Friction angle (°) | 20 | 33 | 37 | 45 | 50 |
---|---|---|---|---|---|
Transition dip angle (0) | 30–35 | 30–35 | 30–35 | 35 | 40 |
In a word, the analysis conducted in Sects. 4.2 and 4.3 confirms the interconnectedness of hydraulic fracturing measurements, induced seismicity, discrete fracture networks, and the elastic properties of rock. Consequently, a flowchart illustrated in Fig. 11 is proposed to estimate the desired DFN density and geometry, as well as rock elastic properties, based on observed hydraulic fracturing results. First, the fracture density can be determined from injection duration, peak pressure, and seismic events. Subsequently, using the breakdown pressure, initiation time, and breakdown fracture length obtained from seismic events, the relative modulus can be calculated and the range of DFN orientation (dip angles) can be determined accordingly.
Discrete fracture network (DFN) is essential in controlling the rock properties and fractures’ behaviours during fluid injection. Obeying the power law distribution function, fracture densities and sizes are designed to represent in-situ geometries of fractured rocks to simulate hydraulic fracturing and seismic/AE activities using the self-coded algorithm in PFC.

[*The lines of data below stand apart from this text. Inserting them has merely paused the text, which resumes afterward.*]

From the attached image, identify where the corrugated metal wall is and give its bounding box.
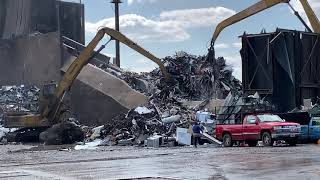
[241,29,320,112]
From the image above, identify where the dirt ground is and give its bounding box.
[0,145,320,180]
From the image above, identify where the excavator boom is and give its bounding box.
[6,27,169,128]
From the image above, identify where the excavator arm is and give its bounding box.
[42,27,169,121]
[211,0,320,45]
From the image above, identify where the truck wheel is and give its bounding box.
[223,133,233,147]
[247,141,258,147]
[288,139,297,146]
[262,132,273,146]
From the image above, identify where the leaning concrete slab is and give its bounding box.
[61,57,148,125]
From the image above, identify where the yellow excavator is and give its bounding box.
[4,27,169,131]
[211,0,320,44]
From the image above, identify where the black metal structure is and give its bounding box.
[241,29,320,112]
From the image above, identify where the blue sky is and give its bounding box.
[73,0,320,79]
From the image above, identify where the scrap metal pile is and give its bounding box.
[87,52,241,145]
[0,85,40,112]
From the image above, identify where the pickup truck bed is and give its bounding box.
[216,114,301,147]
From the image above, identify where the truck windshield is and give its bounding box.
[312,117,320,126]
[258,114,283,122]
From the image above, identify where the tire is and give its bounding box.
[262,132,274,146]
[288,139,297,146]
[223,133,233,147]
[247,141,258,147]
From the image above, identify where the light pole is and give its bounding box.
[111,0,122,67]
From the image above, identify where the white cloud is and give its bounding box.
[136,58,150,64]
[232,42,242,49]
[86,7,235,42]
[86,14,190,42]
[160,7,235,27]
[128,0,156,5]
[290,0,320,27]
[214,43,230,49]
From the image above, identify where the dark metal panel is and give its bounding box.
[241,29,320,111]
[59,1,85,44]
[242,33,273,92]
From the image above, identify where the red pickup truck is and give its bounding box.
[216,114,301,147]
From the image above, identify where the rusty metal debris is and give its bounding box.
[81,52,241,147]
[0,85,40,112]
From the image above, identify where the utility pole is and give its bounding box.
[111,0,122,67]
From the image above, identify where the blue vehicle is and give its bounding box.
[301,117,320,142]
[279,112,320,143]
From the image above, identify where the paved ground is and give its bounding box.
[0,145,320,180]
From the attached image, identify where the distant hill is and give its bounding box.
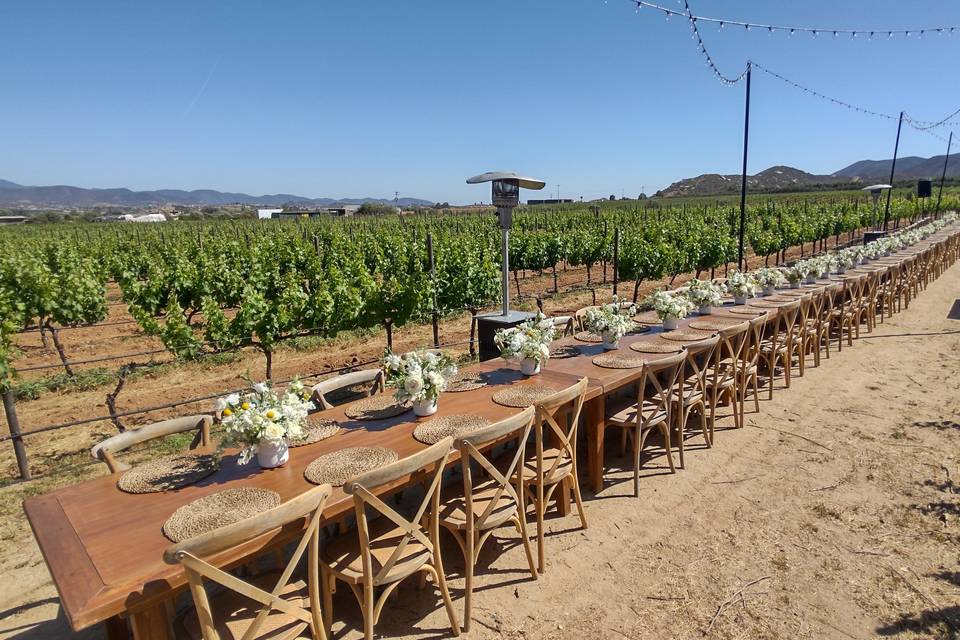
[0,180,433,207]
[656,154,960,198]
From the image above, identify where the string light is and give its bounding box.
[631,0,960,38]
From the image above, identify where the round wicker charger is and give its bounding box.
[446,371,487,393]
[550,344,583,360]
[573,331,603,342]
[303,447,399,487]
[343,394,410,420]
[289,419,340,447]
[413,414,490,444]
[163,487,280,542]
[491,384,558,409]
[688,318,746,331]
[117,453,219,493]
[593,351,645,369]
[630,340,683,353]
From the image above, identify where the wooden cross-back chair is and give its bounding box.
[668,335,720,468]
[516,378,587,573]
[706,316,752,438]
[607,351,687,498]
[760,300,800,400]
[320,437,460,640]
[440,407,537,631]
[163,484,332,640]
[90,415,213,473]
[311,369,383,411]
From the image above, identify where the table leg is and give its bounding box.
[585,396,606,493]
[103,616,130,640]
[130,601,174,640]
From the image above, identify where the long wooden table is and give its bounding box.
[24,222,949,639]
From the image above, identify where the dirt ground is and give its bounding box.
[0,236,960,640]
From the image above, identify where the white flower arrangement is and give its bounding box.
[217,379,314,464]
[726,271,757,298]
[383,350,457,402]
[644,290,694,322]
[686,278,723,307]
[583,297,637,343]
[493,311,556,363]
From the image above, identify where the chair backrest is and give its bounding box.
[677,332,716,399]
[312,369,383,409]
[637,349,687,429]
[343,436,453,586]
[453,407,536,531]
[534,378,587,478]
[90,415,213,473]
[163,484,333,640]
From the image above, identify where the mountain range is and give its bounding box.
[0,180,433,207]
[656,154,960,197]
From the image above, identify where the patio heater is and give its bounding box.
[467,171,546,360]
[861,184,893,244]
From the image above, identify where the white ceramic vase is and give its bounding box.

The modelling is effective in simulating three basic behaviours of DFNs that occur usually in naturally fractured rocks. The presence of DFNs results in lower breakdown pressure than the theoretical value and leads to a peak injection pressure higher than the breakdown pressure. The peak injection pressure and injection duration are influenced more obviously by the DFN density than by DFN dip angles. They would decrease comprehensively with the increase in DFN density. While the proportion of strong events, calculated from the induced seismicity, exhibits a bell-shape evolution with the increasing DFN density.
The relative modulus has been derived innovatively from the breakdown pressure, breakdown fracture length, and the related initiation time based on Griffith’s law of energy balance. It decreases with the increasing DFN density in larger dip angles (35–60 degrees) while would increase in smaller dip angles (0–30 degrees). The transition dip angle distinguishing the evolution trend of relative modulus will increase with an increase in the friction angle. These relationships hardly drawn from previous simulation research will contribute to inferring the distribution of discrete fracture networks in terms of density and dips by observed hydraulic fracturing measurements and induced seismicity as well as to obtain the elastic properties of rocks.